To me, there are three points of greatest value: 1) that as humans, our personal melanin and intake of ultraviolet radiation (UVR) are vitally important to our individual health, 2) that as migration and evolution has occurred our pigmentation gene is exceptionally labile, and 3) that skin pigmentation and our individual variations are not discussed nearly enough in our society.

Although I am an advocate for more open, honest dialogue about the significant role race has in this country, this argument for better quality health is different. We need to begin also addressing what pigmentation means for the individual and how women have varying skin needs.  This message is not about Black, White, Asian, Latino, or any other socially constructed label for race or ethnicity, this is about individual health concerns.

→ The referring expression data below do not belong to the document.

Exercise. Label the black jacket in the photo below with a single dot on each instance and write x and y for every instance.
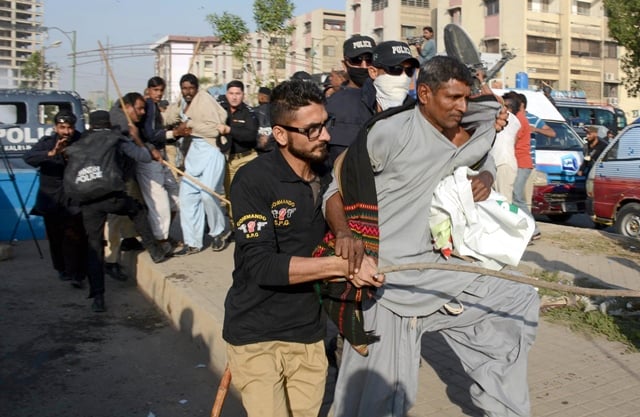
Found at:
(244, 128)
(276, 218)
(51, 198)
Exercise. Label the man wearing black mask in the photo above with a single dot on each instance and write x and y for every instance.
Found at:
(344, 105)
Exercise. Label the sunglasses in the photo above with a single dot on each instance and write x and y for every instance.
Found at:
(399, 69)
(313, 132)
(357, 60)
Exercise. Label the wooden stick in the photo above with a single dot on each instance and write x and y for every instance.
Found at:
(511, 277)
(222, 393)
(196, 182)
(115, 83)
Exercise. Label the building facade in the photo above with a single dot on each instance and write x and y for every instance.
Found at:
(21, 36)
(561, 43)
(316, 46)
(179, 55)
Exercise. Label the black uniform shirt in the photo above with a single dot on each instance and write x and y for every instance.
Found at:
(276, 218)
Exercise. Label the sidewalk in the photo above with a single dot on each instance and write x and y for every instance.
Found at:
(570, 375)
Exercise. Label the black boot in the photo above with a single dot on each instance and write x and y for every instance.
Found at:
(98, 304)
(113, 270)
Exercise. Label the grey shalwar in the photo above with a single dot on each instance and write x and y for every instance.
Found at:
(492, 335)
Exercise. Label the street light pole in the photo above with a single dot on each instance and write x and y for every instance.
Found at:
(71, 39)
(43, 64)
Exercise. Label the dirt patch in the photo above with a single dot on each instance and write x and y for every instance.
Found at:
(589, 242)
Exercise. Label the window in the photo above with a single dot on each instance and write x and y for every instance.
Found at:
(539, 6)
(407, 32)
(585, 48)
(379, 4)
(493, 7)
(610, 50)
(583, 8)
(539, 45)
(492, 46)
(12, 113)
(333, 24)
(415, 3)
(329, 50)
(378, 34)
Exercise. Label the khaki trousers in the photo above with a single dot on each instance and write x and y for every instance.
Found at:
(279, 379)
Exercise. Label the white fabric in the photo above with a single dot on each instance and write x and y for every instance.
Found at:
(503, 150)
(391, 90)
(492, 231)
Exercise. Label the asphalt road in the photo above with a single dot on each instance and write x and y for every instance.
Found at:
(57, 358)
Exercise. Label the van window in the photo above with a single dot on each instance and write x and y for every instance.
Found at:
(629, 145)
(13, 113)
(47, 111)
(625, 148)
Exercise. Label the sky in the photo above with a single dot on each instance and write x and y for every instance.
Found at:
(130, 27)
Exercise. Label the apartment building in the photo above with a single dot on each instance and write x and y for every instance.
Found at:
(178, 55)
(316, 45)
(562, 43)
(20, 36)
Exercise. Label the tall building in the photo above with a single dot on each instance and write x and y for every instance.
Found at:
(316, 45)
(178, 55)
(21, 36)
(561, 43)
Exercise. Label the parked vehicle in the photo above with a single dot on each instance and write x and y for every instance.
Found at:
(580, 113)
(613, 184)
(558, 192)
(25, 117)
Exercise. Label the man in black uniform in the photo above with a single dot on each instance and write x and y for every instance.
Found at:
(595, 146)
(273, 321)
(117, 201)
(241, 129)
(62, 220)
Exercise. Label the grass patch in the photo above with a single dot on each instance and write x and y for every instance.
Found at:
(625, 330)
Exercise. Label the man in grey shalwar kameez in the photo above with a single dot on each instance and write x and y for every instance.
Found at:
(489, 323)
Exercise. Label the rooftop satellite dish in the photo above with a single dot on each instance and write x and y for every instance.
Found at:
(458, 44)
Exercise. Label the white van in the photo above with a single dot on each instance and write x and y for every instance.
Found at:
(558, 191)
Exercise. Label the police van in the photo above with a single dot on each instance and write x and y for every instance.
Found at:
(25, 117)
(558, 191)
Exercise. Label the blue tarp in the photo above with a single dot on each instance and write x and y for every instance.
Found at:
(10, 209)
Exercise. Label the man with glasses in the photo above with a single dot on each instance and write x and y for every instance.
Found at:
(346, 104)
(391, 67)
(273, 321)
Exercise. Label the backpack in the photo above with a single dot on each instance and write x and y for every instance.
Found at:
(93, 170)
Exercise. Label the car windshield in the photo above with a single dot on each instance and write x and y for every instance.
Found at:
(566, 139)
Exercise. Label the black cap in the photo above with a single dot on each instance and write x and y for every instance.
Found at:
(390, 53)
(264, 90)
(65, 116)
(358, 45)
(302, 75)
(99, 119)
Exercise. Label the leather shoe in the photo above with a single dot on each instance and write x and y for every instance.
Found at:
(113, 270)
(130, 244)
(98, 304)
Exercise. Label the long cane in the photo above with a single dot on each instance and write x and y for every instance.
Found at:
(517, 278)
(223, 388)
(196, 182)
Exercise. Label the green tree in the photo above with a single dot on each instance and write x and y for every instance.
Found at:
(272, 23)
(624, 23)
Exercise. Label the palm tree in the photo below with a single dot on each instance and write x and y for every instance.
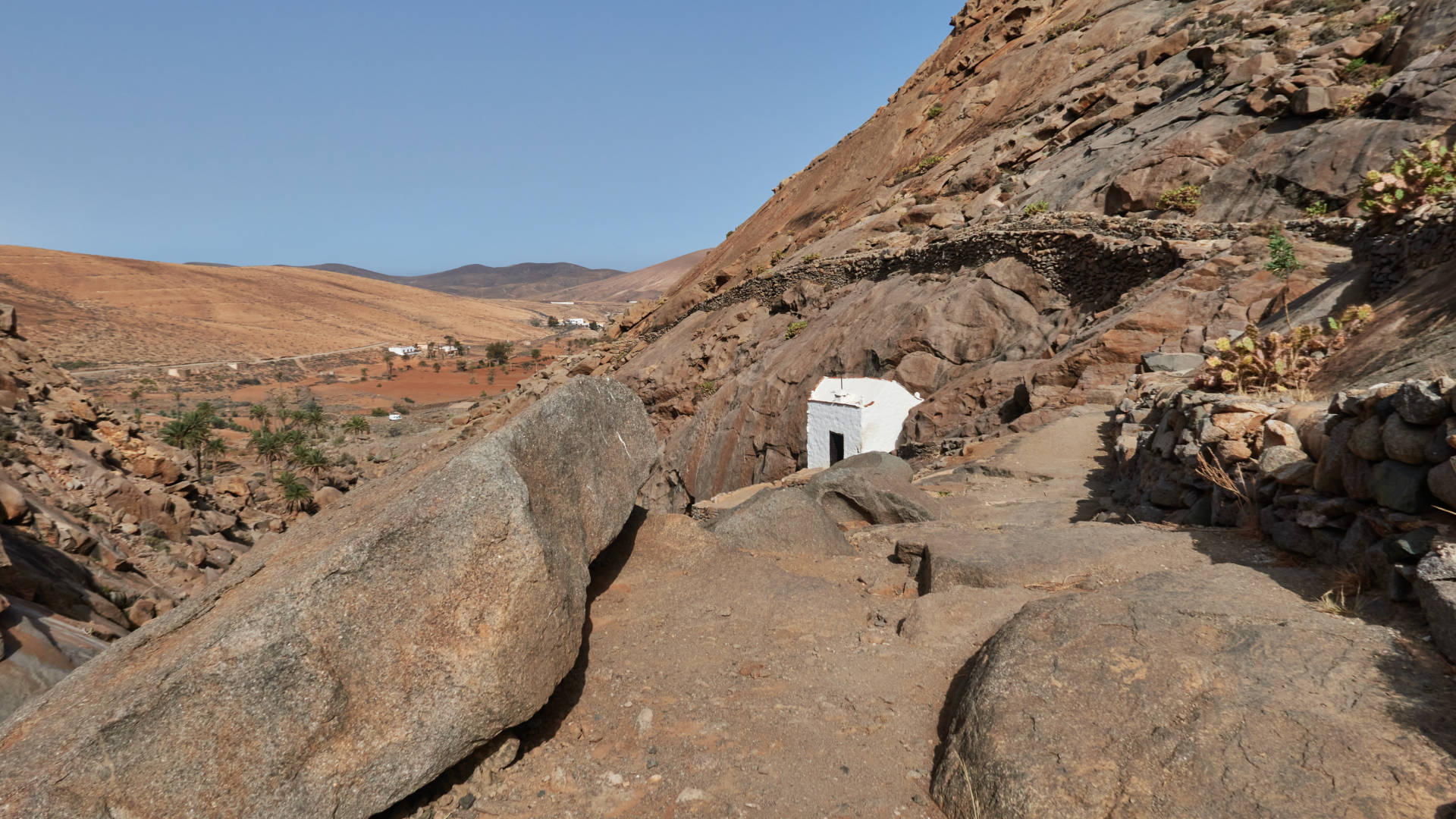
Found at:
(270, 447)
(308, 458)
(294, 493)
(216, 447)
(261, 414)
(191, 431)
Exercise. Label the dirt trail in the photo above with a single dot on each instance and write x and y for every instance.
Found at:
(723, 682)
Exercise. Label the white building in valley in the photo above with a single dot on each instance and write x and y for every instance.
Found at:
(849, 416)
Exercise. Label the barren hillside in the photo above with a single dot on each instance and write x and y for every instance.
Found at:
(1103, 107)
(639, 284)
(112, 311)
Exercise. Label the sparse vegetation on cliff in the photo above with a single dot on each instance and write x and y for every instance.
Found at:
(1258, 362)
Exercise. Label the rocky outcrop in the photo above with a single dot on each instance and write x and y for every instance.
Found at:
(1215, 692)
(104, 526)
(343, 667)
(1106, 107)
(1356, 483)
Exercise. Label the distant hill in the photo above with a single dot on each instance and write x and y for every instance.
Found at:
(545, 281)
(117, 311)
(637, 286)
(351, 270)
(530, 280)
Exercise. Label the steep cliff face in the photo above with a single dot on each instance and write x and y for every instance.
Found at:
(886, 243)
(1104, 105)
(998, 237)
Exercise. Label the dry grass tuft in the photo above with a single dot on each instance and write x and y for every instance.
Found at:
(1057, 585)
(1338, 604)
(1241, 491)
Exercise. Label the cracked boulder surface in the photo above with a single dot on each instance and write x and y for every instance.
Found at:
(346, 665)
(1207, 692)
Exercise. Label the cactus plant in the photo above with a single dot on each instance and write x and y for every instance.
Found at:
(1273, 362)
(1413, 181)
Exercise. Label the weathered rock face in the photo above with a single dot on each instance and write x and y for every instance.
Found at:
(1106, 107)
(1215, 692)
(870, 488)
(348, 664)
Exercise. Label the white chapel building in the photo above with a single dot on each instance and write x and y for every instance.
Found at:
(849, 416)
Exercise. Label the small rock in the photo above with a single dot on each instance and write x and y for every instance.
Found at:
(1367, 441)
(1420, 403)
(1405, 442)
(1277, 458)
(12, 500)
(1439, 563)
(1279, 433)
(1442, 482)
(1400, 485)
(1172, 362)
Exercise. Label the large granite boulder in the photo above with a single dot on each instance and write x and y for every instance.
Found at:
(781, 521)
(873, 487)
(1213, 692)
(357, 657)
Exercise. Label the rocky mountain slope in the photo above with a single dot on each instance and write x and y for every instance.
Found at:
(1106, 105)
(102, 528)
(912, 249)
(637, 286)
(528, 280)
(109, 311)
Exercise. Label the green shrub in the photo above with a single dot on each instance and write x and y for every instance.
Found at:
(1417, 178)
(1282, 256)
(922, 167)
(1184, 199)
(1273, 362)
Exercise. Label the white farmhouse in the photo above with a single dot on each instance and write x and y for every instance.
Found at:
(854, 416)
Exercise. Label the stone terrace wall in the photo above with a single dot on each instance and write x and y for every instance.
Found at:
(1414, 242)
(1356, 484)
(1092, 260)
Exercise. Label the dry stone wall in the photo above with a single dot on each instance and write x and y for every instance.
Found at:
(1360, 483)
(1092, 260)
(1417, 241)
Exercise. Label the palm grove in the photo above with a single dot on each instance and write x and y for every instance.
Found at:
(281, 436)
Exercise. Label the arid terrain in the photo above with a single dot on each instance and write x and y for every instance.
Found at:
(101, 311)
(1169, 534)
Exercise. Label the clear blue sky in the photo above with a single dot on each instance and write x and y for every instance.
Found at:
(413, 137)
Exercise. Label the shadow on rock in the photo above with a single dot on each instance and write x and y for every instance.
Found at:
(604, 570)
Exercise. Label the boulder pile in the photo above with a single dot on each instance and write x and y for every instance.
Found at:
(346, 665)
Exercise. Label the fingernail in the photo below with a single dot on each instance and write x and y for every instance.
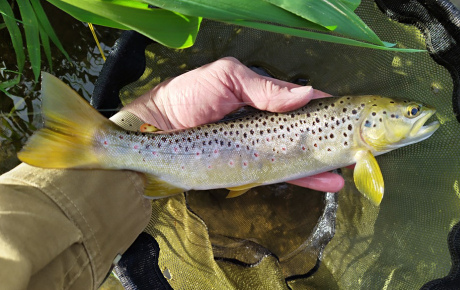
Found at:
(301, 90)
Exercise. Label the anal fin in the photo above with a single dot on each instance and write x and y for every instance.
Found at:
(242, 189)
(368, 177)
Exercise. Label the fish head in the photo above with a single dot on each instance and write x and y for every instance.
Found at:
(388, 124)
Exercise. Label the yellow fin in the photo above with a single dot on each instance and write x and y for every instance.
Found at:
(242, 189)
(70, 125)
(368, 177)
(157, 188)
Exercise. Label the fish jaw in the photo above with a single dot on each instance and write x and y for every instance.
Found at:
(420, 131)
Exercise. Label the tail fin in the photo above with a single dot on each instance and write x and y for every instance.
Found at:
(70, 125)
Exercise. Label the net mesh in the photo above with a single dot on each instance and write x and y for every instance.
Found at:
(265, 239)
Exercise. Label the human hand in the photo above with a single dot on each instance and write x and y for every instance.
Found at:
(208, 93)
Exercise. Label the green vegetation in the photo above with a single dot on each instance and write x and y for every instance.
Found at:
(175, 23)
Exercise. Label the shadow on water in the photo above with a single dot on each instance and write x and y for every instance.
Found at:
(20, 110)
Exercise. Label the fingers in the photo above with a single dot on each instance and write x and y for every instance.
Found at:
(327, 182)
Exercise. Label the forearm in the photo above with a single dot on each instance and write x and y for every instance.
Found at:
(61, 229)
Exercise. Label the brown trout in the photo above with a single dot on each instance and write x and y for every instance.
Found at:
(257, 149)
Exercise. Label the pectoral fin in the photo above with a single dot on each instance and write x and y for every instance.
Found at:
(242, 189)
(368, 177)
(157, 188)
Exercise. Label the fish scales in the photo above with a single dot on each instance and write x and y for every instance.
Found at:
(261, 147)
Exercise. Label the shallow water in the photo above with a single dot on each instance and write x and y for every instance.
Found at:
(20, 112)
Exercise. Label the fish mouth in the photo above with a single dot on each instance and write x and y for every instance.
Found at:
(420, 131)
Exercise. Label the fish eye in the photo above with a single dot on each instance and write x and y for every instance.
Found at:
(413, 111)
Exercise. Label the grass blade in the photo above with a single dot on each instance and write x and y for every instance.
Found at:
(232, 10)
(15, 33)
(168, 28)
(32, 35)
(46, 27)
(318, 36)
(85, 15)
(352, 4)
(333, 13)
(46, 46)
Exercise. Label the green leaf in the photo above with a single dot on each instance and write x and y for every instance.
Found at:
(46, 47)
(15, 33)
(331, 13)
(319, 36)
(166, 27)
(8, 84)
(47, 28)
(85, 15)
(352, 4)
(32, 35)
(233, 10)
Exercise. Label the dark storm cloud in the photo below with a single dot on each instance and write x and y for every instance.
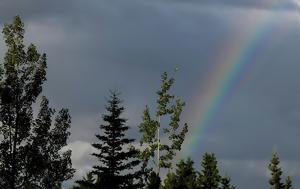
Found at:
(94, 46)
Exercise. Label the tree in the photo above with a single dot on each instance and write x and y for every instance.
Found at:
(117, 167)
(88, 182)
(154, 181)
(209, 176)
(288, 183)
(226, 183)
(22, 138)
(184, 178)
(167, 107)
(276, 172)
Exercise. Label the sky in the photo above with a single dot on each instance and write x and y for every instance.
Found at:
(94, 46)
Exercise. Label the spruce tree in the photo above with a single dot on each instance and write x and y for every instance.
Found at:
(185, 176)
(276, 172)
(226, 183)
(21, 137)
(168, 107)
(288, 183)
(88, 182)
(154, 181)
(209, 177)
(118, 167)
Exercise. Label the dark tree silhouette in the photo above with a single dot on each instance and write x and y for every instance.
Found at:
(118, 168)
(22, 139)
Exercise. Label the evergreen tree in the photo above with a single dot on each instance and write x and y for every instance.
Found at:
(185, 177)
(209, 177)
(154, 181)
(226, 183)
(275, 180)
(22, 138)
(288, 183)
(170, 181)
(88, 182)
(169, 107)
(117, 167)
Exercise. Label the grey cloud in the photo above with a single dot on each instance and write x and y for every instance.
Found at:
(95, 46)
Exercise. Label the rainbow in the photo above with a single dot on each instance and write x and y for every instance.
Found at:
(234, 59)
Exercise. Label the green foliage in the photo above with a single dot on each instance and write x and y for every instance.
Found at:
(88, 182)
(209, 176)
(117, 168)
(154, 181)
(185, 177)
(275, 180)
(276, 172)
(226, 183)
(288, 183)
(29, 148)
(167, 107)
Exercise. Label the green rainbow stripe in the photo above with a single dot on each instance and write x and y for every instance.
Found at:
(234, 59)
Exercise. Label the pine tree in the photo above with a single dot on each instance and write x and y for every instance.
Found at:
(88, 182)
(117, 167)
(184, 178)
(226, 183)
(209, 177)
(21, 77)
(288, 183)
(167, 107)
(275, 180)
(154, 181)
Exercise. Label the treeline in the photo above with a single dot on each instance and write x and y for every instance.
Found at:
(32, 154)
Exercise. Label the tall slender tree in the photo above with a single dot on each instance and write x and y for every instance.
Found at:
(118, 167)
(168, 106)
(209, 176)
(276, 172)
(226, 183)
(288, 183)
(21, 137)
(185, 176)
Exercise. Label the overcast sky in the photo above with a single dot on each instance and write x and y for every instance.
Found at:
(94, 46)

As the author correctly explains, the MC1R gene, which is the gene predominantly responsible for pigmentation, has little variation in African people. Those with darker (or more melanin-rich) skin have a “built-in defense” against harmful ultraviolet radiation, is often ideal for health and normal cell reproduction. However, as humans migrated and evolved there was a depigmentation of skin, leading to lightly pigmented (or melanin-poor) peoples. This mismatch of genetic predisposition and solar regimes can mean very different things for a woman’s health.

For example, Nina Jablonski asserts that, “People of Northern European ancestry, for instance, living in Florida or Australia confront intense UVR conditions with pale, melanin-poor skin and suffer from sunburns, high rates of skin cancer, and accelerated skin aging. People of central African or southern Indian ancestry living in Wisconsin or Wales face low and highly seasonal UVR conditions with exquisitely sun-protected skin and suffer from vitamin D deficiencies as a result.”

Ladies, knowing your body also means knowing the health risks and benefits associated with your skin.  Remember, your skin is the largest organ in your body, talk to your health care providers and keep yourself safe!